Conference this year was most of what I asked for. President Uchtdorf gave a passionate talk about reaching out to others. Elder Holland spoke about depression, mental illness, and learning empathy for those with major trials and pain in life. And, among others, Elder Nelson and Elder Oaks spoke crystal-clearly about the eternal nature of morality and the Church's unchanging stance on homosexual activity.

I felt loved, understood, vindicated, supported, and uplifted in a thousand ways.

But in the wake of an amazing experience, I find myself now wondering exactly what I am going to do to apply the principles I learned. And, instead of looking for answers to the questions (and requests) I made of God, looking for what I should do.

It didn't take long to identify something. And yet...

Some of you know that I have a really hard time reaching out to people. Even when they reach out to me. This has been a painful realization for most of my life, and a constant reminder that I have room for improvement.

Part of me hurts when I think about trying to reach out to people. It makes me want to curl up in a ball and cry, because I am sooooo miserably bad at this. Either that or God always intervenes to ensure I come running back to Him. I don't know how it works with other people, but I've got to be horrible. I'll finally get up the courage to ask someone to be my friend, and 19 times out of 20, they'll say no. Or worse (and more common), say nothing and ignore me. Really. In maybe 5% someone that I approach will actually respond positively... and even those relationships don't last long. It's not the rejection that hurts persay... but wondering exactly what it is that I'm doing wrong... with no way to know how to fix it.

I know some people who would be willing to be friends, but another issue is that if people aren't involved in my day-to-day (or at least weekly) life, I forget major things about them. I forget their names, their professions, where they are from, what they like to do, even how I met them. On a good day, I can easily remember half of the names of my mission companions.

When I finally get some type of positive response, I let relationships fall flat because I don't know what ingredients to add to them.
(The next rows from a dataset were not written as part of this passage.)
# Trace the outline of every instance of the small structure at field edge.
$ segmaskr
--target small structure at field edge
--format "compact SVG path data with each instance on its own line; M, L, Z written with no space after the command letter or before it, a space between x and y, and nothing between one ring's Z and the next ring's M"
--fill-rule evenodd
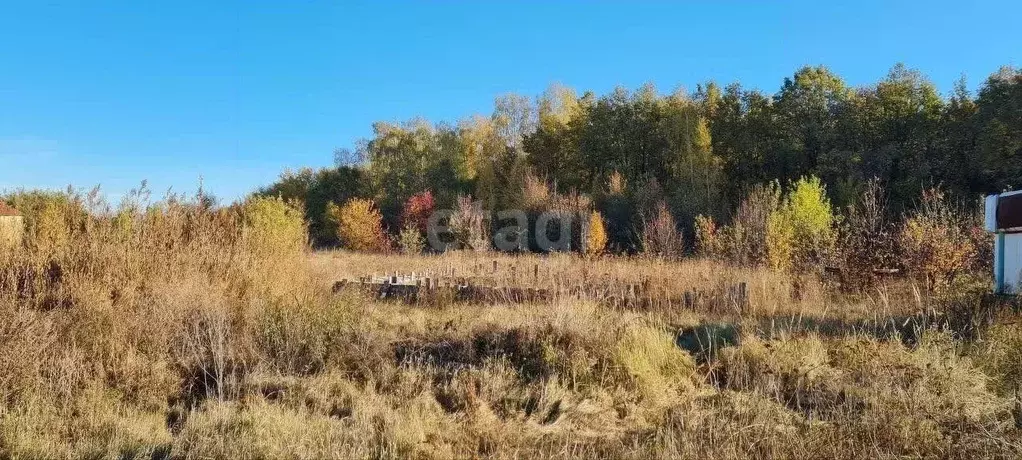
M988 196L984 227L994 233L994 293L1018 294L1022 281L1022 190Z
M25 222L14 208L0 201L0 248L11 248L21 245Z
M496 266L496 261L494 261ZM496 271L496 270L494 270ZM539 266L533 267L533 281L538 280ZM511 267L514 279L515 267ZM483 303L551 302L558 298L589 299L613 307L639 309L678 308L706 311L743 311L749 306L749 286L745 282L721 282L709 289L688 289L671 292L655 280L628 282L601 279L590 284L577 283L540 287L534 283L508 283L484 276L456 276L451 269L445 273L363 276L343 279L333 285L333 292L358 291L378 299L399 299L410 303L430 303L439 299Z

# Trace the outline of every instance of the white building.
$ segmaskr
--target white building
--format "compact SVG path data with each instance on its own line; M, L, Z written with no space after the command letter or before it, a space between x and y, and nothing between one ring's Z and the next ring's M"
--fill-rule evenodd
M994 232L994 292L1016 294L1022 281L1022 190L986 199L986 230Z

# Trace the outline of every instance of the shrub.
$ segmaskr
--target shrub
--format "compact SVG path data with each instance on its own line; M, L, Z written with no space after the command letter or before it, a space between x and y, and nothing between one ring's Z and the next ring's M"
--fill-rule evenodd
M368 188L365 173L353 166L313 170L285 170L273 184L261 188L256 195L279 196L288 202L301 202L309 235L317 245L337 244L337 225L327 212L330 202L344 203L364 196Z
M384 251L388 248L383 217L371 200L353 198L336 208L329 206L337 221L337 236L352 251Z
M619 171L614 171L607 178L607 194L624 195L628 189L628 181Z
M341 207L337 206L337 203L333 201L326 204L326 208L323 211L323 231L329 233L331 240L337 244L343 246L344 242L341 241Z
M586 255L596 256L603 253L607 247L607 228L603 224L603 216L599 211L589 213L589 221L585 228Z
M977 215L973 219L974 223L969 226L969 241L975 248L969 268L980 273L989 270L990 262L994 260L994 239L983 228L982 219L981 214Z
M795 252L795 227L790 215L780 210L767 219L767 265L778 270L792 268Z
M632 189L629 195L635 212L640 215L655 215L659 211L660 205L665 203L664 200L667 196L664 187L655 178Z
M588 247L585 232L588 231L593 210L593 202L589 196L574 190L559 193L553 196L548 206L547 212L553 213L554 218L547 223L547 237L553 241L555 237L562 237L562 231L567 231L569 234L563 237L568 238L568 247L564 249L577 248L578 251L584 252ZM603 245L606 246L606 228L603 234Z
M749 190L730 226L721 230L721 251L732 263L767 263L767 221L781 203L777 182L757 184Z
M555 195L546 181L535 174L526 174L522 181L522 207L528 210L546 207Z
M276 258L304 252L308 230L300 204L280 197L252 197L243 209L245 241L254 253Z
M713 217L702 214L696 216L696 253L703 257L717 258L721 256L722 238L720 229Z
M799 179L767 219L767 259L776 269L806 271L834 246L834 213L816 177Z
M458 207L449 223L458 249L475 251L490 249L485 217L481 202L473 201L471 196L458 197Z
M426 190L412 195L401 209L401 225L406 229L413 228L419 233L426 233L429 216L433 214L435 207L433 192Z
M928 289L950 285L976 257L970 227L969 217L952 206L941 190L924 191L901 228L905 267L924 277Z
M426 239L422 237L422 232L411 225L401 229L397 244L402 254L420 254L426 249Z
M210 213L213 214L213 213ZM293 293L291 283L280 283L280 274L296 277L304 270L309 244L301 203L285 202L280 197L249 198L240 206L242 244L248 257L245 276L254 289L270 297ZM186 224L187 225L187 224ZM195 231L187 229L185 233Z
M844 281L857 288L876 282L873 269L898 263L897 229L887 219L884 190L879 180L866 183L842 226L841 256Z
M634 245L635 207L628 197L628 184L621 173L614 171L607 179L606 191L597 203L607 224L608 244L614 250Z
M527 175L522 186L522 204L528 217L529 246L535 251L570 250L585 252L585 233L589 225L592 200L574 190L557 193L553 187L533 175ZM545 216L545 217L544 217ZM541 218L546 225L540 228ZM561 235L563 230L570 234ZM550 243L563 243L558 247L540 244L540 236Z
M642 251L649 256L662 259L677 259L685 250L684 239L667 204L660 202L653 216L643 219Z

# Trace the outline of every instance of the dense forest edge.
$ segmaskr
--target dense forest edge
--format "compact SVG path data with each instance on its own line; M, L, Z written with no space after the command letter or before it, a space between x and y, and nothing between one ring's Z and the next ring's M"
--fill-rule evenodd
M693 250L697 217L719 226L757 188L784 192L802 179L818 179L838 214L876 187L885 218L919 208L928 191L975 210L1022 180L1020 127L1022 72L1012 67L976 94L963 77L942 95L902 64L860 87L806 66L773 95L740 83L602 96L554 84L534 99L498 97L489 117L377 122L370 139L335 152L336 167L286 171L258 194L303 203L319 246L345 244L336 207L352 199L371 200L396 240L410 201L428 194L437 209L462 197L490 211L581 197L620 252L642 249L642 223L662 202Z

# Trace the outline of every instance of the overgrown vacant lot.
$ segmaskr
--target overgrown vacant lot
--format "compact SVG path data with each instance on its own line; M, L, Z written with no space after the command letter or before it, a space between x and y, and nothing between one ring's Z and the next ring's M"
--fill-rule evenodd
M1018 316L964 288L848 293L700 260L313 253L279 200L79 205L22 203L37 216L25 247L0 256L3 458L1022 455ZM395 272L553 294L331 289ZM689 307L586 294L742 282L747 301Z

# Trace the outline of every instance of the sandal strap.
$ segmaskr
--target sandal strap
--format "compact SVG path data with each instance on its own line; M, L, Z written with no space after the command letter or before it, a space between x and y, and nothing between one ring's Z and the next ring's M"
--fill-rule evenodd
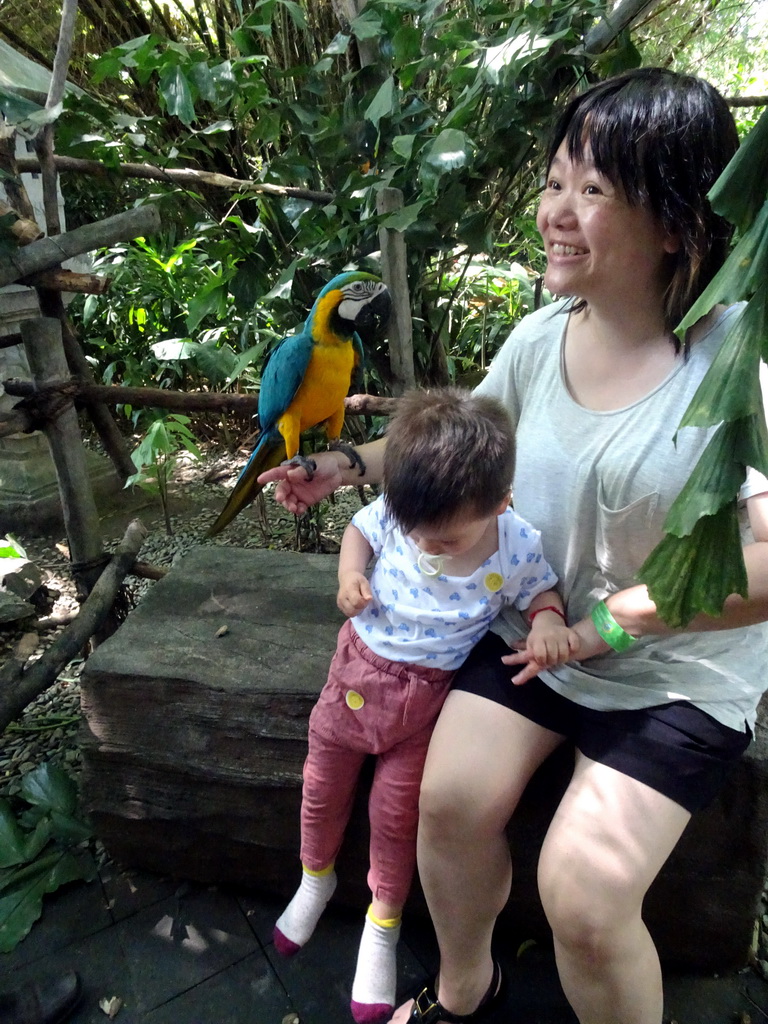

I'm terrified of doing something that will lessen my chances of getting closer to people.

If I could trade this struggle - the frustration and sorrow and bewilderment and unknowing and pain and overthinking and fear and incredible unmet longing - for anything, some days I would. I'd trade it for intense, permanent, physical pain. I'd trade it for numbness of mind (I'd probably be a drunk... more likely a suicide... if I didn't have the gospel) if that were an option. I'd trade it for blindness, or deafness, or lost limbs, or paralysis... I'd trade it for anything that I can imagine - even all the rest of the trials I've seen rolled into one.

This isn't meant to be a "woe is me." Just background.

Most of the time the part of me that tries to connect with people is quietly absent. I can serve, give, teach, and meet the needs of others, but I relegate my social needs to my relationship with God because anything else is too painful. And they're not going to be easily met anyway; even when people care about me, breaking through to get me to feel their love... yeah. That's not likely.

Compound the fact that now I'm at a stage of life when people around me already have close friends. They don't want me as a friend. They've known people for years and developed relationships... and science has shown that you actually only have space for a certain number of close people in your day-to-day life.

So right now, as I feel pressure from God to try to reach out again and develop relationships with people, I honestly feel sick. I don't have a slew of people to try with anymore. I'm not a BYU student; I work from home; I don't meet anyone new except for sometimes people through North Star, some of their friends, and the new people in my ward.

And then when I finally convince myself that I'm going to do it, when I get up the courage to act, I don't know what to do. I don't know how to be someone's friend. I know how to be a counselor, a teacher, a mentor... I know how to listen, to help people answer hard questions, to spend time with someone doing anything at all... but I don't know how to help someone have fun or relax from life.

And I find myself wondering if I really have anything to offer as a friend to people who seem to (at least on the outside) have their lives together. Including the people who were part of my life when they had major needs.

I don't know.

I'm sure that some of the people I know will read this and then immediately try to assure me that I offer plenty in our relationship. But the fact stands that, in all the things I've been able to learn or in which I've improved, this still stands as a glaring crater in my life. Yeah, part of it isn't my fault. Maybe most of it. But it's still there, still painful, still resistant to everything I've tried to fill it in. 

So I guess it's understandable that, after a glowing session of General Conference, taking honest stock of what I face in life would bring me back here to its edge. Wondering what else I can do, feeling the pain start to wake up again to give me nightmares.

I should have brought this question to Conference with me. *sigh*

I don't know what to do. Which means it probably won't work. Maybe God will give me some ideas. Either way, the pain is back... and I'm going to keep trying.